Background: Genetic testing to refine cancer risk is available. However, little is known about factors affecting the uptake of testing for the most common hereditary colon cancer, hereditary nonpolyposis colorectal cancer. This study investigated attitudes, intentions, and uptake of genetic testing within newly identified families with hereditary nonpolyposis colorectal cancer.
Methods: Cohort study conducted at the National Institutes of Health between April 15, 1996, and November 20, 1999. Data were collected through questionnaires before semistructured education sessions, individual counseling sessions, and the offer of genetic testing.
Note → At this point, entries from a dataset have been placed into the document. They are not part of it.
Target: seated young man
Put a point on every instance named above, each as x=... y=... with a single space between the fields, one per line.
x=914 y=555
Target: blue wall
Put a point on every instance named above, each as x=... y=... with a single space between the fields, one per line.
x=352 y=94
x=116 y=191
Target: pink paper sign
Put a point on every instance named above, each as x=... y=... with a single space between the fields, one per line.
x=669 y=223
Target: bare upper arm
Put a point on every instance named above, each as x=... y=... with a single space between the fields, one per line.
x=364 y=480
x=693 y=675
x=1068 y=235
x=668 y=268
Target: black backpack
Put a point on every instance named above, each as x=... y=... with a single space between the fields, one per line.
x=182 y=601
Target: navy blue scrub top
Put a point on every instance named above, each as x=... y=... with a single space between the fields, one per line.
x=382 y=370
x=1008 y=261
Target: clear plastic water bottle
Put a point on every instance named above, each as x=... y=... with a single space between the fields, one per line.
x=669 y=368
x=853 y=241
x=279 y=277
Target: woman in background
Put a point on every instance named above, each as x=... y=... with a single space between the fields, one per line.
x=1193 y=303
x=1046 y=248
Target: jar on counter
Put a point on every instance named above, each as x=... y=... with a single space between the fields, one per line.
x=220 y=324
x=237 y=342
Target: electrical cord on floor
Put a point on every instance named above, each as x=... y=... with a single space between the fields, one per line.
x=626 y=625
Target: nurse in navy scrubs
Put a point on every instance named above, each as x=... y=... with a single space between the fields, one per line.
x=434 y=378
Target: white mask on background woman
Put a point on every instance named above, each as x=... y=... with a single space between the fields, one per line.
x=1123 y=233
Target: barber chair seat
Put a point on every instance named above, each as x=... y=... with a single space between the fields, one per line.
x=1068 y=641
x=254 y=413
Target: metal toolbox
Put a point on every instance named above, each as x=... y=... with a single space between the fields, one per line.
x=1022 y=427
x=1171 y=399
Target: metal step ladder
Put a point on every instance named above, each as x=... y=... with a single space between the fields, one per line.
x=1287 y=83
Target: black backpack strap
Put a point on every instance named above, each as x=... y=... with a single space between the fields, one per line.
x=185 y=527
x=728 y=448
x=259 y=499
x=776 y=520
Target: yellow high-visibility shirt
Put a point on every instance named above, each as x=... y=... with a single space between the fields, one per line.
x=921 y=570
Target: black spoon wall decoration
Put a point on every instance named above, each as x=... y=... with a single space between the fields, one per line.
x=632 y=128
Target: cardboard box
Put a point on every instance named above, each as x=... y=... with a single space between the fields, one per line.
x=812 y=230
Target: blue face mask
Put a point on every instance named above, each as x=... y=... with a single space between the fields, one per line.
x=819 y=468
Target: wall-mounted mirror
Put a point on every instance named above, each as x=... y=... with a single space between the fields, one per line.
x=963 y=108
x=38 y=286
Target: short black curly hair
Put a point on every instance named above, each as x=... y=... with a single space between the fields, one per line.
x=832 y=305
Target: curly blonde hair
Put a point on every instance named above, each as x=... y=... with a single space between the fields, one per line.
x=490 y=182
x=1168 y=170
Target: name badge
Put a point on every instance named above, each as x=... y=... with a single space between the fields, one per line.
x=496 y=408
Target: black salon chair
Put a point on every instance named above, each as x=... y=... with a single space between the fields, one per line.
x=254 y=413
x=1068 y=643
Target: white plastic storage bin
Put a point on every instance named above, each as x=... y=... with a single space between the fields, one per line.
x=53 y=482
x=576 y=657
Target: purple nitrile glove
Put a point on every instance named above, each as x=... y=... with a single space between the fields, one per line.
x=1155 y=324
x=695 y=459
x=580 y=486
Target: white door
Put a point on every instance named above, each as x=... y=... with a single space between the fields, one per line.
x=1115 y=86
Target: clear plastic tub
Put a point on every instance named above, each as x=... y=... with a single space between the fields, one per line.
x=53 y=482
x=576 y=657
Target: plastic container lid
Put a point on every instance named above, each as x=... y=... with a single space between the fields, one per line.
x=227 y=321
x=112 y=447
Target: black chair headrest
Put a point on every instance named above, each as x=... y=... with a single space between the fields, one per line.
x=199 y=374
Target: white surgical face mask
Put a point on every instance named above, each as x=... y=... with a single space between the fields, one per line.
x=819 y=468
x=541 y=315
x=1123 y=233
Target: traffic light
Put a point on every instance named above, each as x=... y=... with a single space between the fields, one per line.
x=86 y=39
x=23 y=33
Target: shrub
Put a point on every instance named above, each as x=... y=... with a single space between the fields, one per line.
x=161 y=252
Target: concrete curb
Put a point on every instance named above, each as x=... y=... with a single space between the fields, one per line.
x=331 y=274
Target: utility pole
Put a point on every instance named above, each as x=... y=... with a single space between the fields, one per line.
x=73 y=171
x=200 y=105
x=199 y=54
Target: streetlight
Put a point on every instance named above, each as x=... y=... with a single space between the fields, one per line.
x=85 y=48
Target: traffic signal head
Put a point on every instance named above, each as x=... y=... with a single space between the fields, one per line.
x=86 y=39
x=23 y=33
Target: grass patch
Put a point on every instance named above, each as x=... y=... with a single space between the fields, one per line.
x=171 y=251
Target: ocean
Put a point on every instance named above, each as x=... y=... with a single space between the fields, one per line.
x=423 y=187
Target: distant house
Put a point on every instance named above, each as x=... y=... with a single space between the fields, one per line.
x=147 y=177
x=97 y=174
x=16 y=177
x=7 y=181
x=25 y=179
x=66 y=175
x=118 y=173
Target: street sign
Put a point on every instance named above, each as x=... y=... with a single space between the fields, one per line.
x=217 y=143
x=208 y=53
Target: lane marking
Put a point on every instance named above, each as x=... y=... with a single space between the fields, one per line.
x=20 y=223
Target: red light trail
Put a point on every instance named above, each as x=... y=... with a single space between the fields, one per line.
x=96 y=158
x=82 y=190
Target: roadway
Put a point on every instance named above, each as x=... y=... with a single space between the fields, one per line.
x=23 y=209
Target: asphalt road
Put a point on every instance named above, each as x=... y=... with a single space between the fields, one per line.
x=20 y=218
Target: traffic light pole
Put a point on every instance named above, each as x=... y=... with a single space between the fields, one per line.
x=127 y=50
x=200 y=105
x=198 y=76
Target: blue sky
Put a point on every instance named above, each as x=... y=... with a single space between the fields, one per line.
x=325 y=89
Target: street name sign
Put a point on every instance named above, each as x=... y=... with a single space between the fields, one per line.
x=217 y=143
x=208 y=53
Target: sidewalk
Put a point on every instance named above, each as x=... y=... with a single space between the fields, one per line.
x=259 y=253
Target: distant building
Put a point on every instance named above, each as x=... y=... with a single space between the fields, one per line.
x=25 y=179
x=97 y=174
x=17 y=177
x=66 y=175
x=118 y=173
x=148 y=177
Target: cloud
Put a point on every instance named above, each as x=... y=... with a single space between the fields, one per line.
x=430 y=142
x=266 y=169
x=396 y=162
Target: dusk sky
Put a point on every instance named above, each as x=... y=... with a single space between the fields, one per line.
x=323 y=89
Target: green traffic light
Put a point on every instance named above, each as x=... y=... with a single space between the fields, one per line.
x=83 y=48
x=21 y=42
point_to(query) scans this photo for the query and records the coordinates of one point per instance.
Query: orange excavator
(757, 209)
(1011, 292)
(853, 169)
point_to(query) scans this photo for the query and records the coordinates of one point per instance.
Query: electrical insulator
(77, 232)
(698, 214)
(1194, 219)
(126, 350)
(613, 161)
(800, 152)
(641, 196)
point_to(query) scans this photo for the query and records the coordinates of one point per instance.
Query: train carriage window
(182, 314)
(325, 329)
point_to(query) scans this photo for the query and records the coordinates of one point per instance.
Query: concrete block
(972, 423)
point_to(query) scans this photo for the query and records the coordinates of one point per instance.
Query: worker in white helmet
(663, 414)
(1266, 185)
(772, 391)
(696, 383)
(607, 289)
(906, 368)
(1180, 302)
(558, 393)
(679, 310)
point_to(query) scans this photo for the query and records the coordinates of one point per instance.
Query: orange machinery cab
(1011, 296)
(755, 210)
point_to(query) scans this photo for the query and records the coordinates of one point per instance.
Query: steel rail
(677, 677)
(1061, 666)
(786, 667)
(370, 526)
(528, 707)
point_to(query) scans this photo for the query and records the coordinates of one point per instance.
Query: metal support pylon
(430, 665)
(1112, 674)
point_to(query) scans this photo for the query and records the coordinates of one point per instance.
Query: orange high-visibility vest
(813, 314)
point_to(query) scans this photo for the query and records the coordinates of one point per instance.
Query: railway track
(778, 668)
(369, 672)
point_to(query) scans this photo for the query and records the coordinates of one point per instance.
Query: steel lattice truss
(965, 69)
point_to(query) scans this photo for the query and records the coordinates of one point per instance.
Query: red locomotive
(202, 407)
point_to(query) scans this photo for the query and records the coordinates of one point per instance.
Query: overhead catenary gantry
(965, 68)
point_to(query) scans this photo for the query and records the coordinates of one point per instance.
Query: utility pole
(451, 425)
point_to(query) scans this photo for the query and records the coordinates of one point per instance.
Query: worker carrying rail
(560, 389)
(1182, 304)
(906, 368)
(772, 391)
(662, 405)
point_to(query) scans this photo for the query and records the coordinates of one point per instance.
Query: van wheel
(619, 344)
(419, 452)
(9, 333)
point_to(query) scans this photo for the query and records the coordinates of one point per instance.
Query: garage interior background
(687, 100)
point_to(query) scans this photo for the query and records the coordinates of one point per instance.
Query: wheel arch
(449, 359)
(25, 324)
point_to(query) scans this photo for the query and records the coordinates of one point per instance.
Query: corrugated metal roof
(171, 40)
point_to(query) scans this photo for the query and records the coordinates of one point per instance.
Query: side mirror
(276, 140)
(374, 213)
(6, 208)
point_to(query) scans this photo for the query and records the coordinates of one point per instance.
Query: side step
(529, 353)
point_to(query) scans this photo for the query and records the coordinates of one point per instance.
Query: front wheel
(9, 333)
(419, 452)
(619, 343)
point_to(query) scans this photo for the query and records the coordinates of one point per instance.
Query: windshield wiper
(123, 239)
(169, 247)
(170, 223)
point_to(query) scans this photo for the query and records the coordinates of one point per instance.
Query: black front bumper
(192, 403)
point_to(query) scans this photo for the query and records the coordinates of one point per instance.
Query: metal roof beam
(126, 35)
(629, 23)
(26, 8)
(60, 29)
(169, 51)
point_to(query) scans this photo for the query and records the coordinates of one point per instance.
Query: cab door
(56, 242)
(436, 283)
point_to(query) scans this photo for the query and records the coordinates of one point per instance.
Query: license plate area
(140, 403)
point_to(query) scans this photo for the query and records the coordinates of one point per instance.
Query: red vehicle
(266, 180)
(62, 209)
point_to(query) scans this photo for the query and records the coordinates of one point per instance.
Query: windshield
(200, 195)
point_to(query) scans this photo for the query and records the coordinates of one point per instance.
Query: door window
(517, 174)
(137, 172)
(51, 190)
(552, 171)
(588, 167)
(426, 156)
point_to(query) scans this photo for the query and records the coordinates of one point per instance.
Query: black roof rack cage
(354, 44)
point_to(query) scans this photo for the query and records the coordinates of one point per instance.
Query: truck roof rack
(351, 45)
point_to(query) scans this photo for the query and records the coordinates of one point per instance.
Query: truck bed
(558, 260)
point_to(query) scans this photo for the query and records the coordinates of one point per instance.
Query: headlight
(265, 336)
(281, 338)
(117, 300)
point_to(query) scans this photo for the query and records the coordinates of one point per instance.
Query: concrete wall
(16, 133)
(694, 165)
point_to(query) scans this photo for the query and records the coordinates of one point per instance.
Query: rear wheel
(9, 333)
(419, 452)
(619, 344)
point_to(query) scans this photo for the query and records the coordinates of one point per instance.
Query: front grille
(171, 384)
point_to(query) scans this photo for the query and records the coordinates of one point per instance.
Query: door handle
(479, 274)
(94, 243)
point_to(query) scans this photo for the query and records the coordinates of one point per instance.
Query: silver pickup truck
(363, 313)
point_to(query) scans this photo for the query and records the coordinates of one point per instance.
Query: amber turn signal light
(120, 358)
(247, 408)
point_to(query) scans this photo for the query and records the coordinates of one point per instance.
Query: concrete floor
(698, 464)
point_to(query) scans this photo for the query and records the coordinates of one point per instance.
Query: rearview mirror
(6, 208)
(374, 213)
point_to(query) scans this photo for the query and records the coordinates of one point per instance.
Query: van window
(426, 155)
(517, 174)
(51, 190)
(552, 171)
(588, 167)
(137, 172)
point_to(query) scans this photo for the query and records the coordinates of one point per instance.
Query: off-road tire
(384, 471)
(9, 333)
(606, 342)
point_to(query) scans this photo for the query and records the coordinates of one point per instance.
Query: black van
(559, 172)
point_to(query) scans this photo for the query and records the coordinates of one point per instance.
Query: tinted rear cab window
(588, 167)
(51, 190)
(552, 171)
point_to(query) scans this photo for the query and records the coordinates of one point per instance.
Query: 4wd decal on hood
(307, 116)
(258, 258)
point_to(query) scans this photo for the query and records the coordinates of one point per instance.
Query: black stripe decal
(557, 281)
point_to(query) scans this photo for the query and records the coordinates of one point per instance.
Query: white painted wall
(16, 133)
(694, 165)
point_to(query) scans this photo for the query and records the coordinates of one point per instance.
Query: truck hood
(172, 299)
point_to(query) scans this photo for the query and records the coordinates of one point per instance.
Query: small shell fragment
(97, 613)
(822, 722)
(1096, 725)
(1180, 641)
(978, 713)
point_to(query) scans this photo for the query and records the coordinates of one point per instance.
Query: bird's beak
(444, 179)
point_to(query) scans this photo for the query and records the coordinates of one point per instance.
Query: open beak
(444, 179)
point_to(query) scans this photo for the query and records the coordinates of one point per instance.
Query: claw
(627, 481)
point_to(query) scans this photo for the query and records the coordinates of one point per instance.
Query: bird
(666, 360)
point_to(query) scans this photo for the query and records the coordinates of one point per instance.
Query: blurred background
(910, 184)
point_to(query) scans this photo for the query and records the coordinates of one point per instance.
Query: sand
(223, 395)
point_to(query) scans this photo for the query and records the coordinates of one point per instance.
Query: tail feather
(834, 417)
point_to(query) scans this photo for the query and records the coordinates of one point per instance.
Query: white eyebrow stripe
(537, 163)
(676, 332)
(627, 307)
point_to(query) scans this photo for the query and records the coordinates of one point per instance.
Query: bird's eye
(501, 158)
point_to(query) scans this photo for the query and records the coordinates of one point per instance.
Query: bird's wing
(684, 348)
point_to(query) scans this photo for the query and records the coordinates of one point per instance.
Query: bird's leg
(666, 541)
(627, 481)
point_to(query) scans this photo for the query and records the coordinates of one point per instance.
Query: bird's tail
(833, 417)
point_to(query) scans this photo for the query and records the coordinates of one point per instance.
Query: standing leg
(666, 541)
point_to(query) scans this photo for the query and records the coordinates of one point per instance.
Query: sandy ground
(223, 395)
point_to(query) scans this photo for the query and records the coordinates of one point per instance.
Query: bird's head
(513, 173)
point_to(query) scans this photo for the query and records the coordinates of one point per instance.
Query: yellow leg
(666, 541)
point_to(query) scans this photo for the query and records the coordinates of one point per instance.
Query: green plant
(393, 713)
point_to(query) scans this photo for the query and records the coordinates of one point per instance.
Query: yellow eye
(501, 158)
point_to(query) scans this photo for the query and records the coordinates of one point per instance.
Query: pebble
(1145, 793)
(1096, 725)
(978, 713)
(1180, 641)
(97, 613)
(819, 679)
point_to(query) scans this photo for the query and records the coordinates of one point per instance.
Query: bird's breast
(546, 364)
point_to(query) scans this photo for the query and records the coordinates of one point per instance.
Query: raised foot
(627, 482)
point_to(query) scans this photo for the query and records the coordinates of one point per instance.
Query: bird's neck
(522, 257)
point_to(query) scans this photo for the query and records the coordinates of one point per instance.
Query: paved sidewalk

Results: Of the 111 eligible first-degree relatives, 51% chose to participate in education and individual counseling sessions. Participation was associated with greater numbers of first-degree relatives with cancer; no association was found between participation and personal history of cancer. Before education and individual counseling sessions, 64% of participants had heard little about genetic testing for cancers; however, most (97%) stated intentions to pursue testing. Fifty-one percent identified learning about their children's risks as the most important reason to consider testing. Thirty-nine percent identified the potential effect on their health insurance as the most important reason to not undergo testing. Of the 111 eligible first-degree relatives, 51% chose to undergo genetic testing. Participants' intentions to pursue genetic testing were significantly affected by concerns regarding the ability to handle the emotional aspects of testing and the psychosocial effect on family members.
Conclusions: Genetic counseling and testing offers the potential to focus cancer screening resources in individuals truly at increased risk, thereby reducing mortality and morbidity. Fears of discrimination and concerns about psychological and psychosocial issues may present barriers to the use of current cancer prevention strategies, including genetic counseling and testing.